子どものこころの専門家である児童精神科の先生へインタビューさせてもらった。

その先生には、私の息子(3歳)と同学年のお子さんがいる。もともとFacebookでつながっていて、お子さんとのやりとりでハッと気付かされたことの投稿を見ては「そういう視点で見られるの、すごいな〜」「子どもの気持ちの受け止め方がさすがだな〜」と尊敬しながら読んでいた。

専門家だってイライラする?

インタビューで子育てのことに話題が移ったとき、先生はこんな風に言っていた。

「子どもの発達にとってはこんな言葉がけがいい、などの正論はたくさん知っている。だけど、本当に子育ては思い通りにいかない。毎日のようにイライラもしますよ。正論を知っているのと、できるのとではとても違う」と。

イヤイヤ期を脱したものの、子どもの「これやりたい」と大人の「これしてほしい」がぶつかって、しょっちゅうイライラ怒ってしまう私にとって「子どもの専門家であってもイライラする」ことは、心強さを感じたというか、イライラしてしまうのはある意味仕方のないことなのだと、結構気持ちが軽くなった。

正論よりも大事なこと

でもそれ以上に、そのあとの先生の言葉にハッと気付かされた。

「正しいと言われている対応や言葉がけをするには、まず大人の方に余白がないとできないんですよね」

確かに、仕事のことを家庭に持ち込まないようにしようとは思っているものの、どうしても締切の前にはやや気持ちにゆとりがない。そのため、若干の焦燥感を抱えながら、保育園から帰宅した子どものお世話をしている。つまり、気持ちの全てを子どもの方に向けられていない。

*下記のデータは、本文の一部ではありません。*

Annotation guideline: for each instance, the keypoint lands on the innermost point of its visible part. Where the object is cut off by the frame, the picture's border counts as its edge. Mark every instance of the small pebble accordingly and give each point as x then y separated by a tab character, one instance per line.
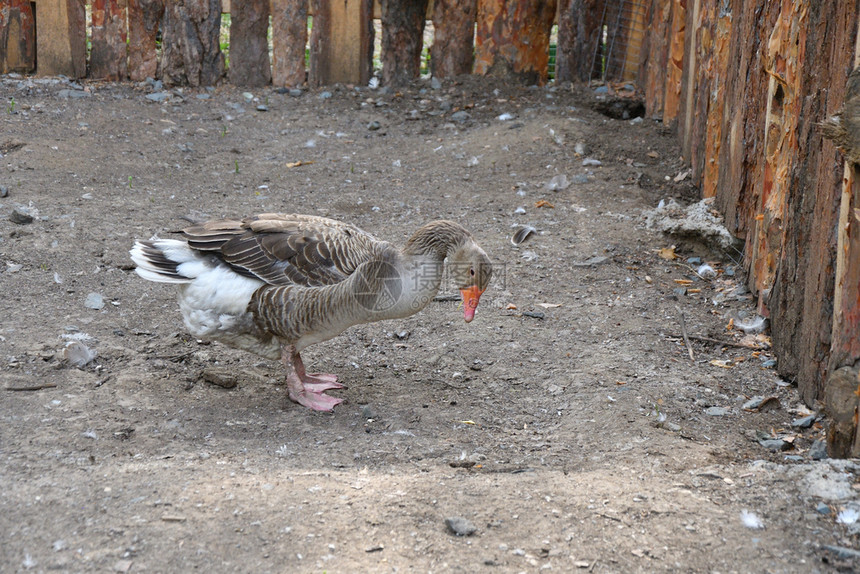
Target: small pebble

それを子どもは敏感に察知し、甘えてくる。私は「もぅ!そんなに赤ちゃんみたい甘ったれないでよ!」と思い、それが言動の端々に表れる。それもまた子どもは察知し、不満を募らせ、ちょっとしたことで怒り始め……こちらもゆとりがないから、イライラを爆発させて高圧的な態度で応戦することとなる。これが納期前によく起こる光景だ。

反対に納期の山が過ぎると、自分のこころにゆとりがあるのだろう。子どもへの対応が、自然と穏やかになっている。だからこそ、子どもの機嫌も非常にいい。

イヤイヤ期や子どもの「これやりたい」などへの対応方法を調べると、まずは子どもの気持ちを受け止めましょう、と必ずといっていいほど書かれている。そして「そんなのわかっちゃいるけど、できない時どうすればいいのよ!」と、若干偏屈な気持ちが生まれる。

もちろん、まずは子どもの気持ちを受け止めることが正論に間違いなく、大事なことなのだろう。だけどそれよりも、もう1歩手前で、子どもに向き合う大人がこころに余白を持つことが大事だし、正論よりもむしろこっちのほうが重要なのではないかと感じた。

子育て中の親だけでなく……

余白を持つことは、子どもと暮らし育てている大人だけでなく、どの大人にも必要かもしれない、とも先生は言う。

例えば電車内で子どもが騒いでいるとキレる大人、ベビーカーの親子が待っているのに我先にとエレベーターに乗り込み、親子が乗れなくても知らん顔の大人、店内で床に転がりギャーギャー泣きわめいている子どもを迷惑そうに一べつする大人ーー。

そんな大人たち一人ひとりにも心の余白があれば、ちょっとあやしてくれたり、手伝ってくれたりできるのではないかとのことだった。

まずは大人がこころに余白を

子どもが生まれてからの3年間で(いや、妊娠したときからだからプラス10カ月)、意識的にも無意識的にも「子どもにはこう接しましょう」をインプットしてきている。例えば対話的に接するとか、まずは感情を受け止めるとか。それらを試みるものの、できる日もあればできない日もあって、一貫性がないなと自己嫌悪に陥り、あまりできた親ではないなと反省する。

でも反省する前に、まずはこころの余白をつくる。こっちのほうが大事なのかもしれない。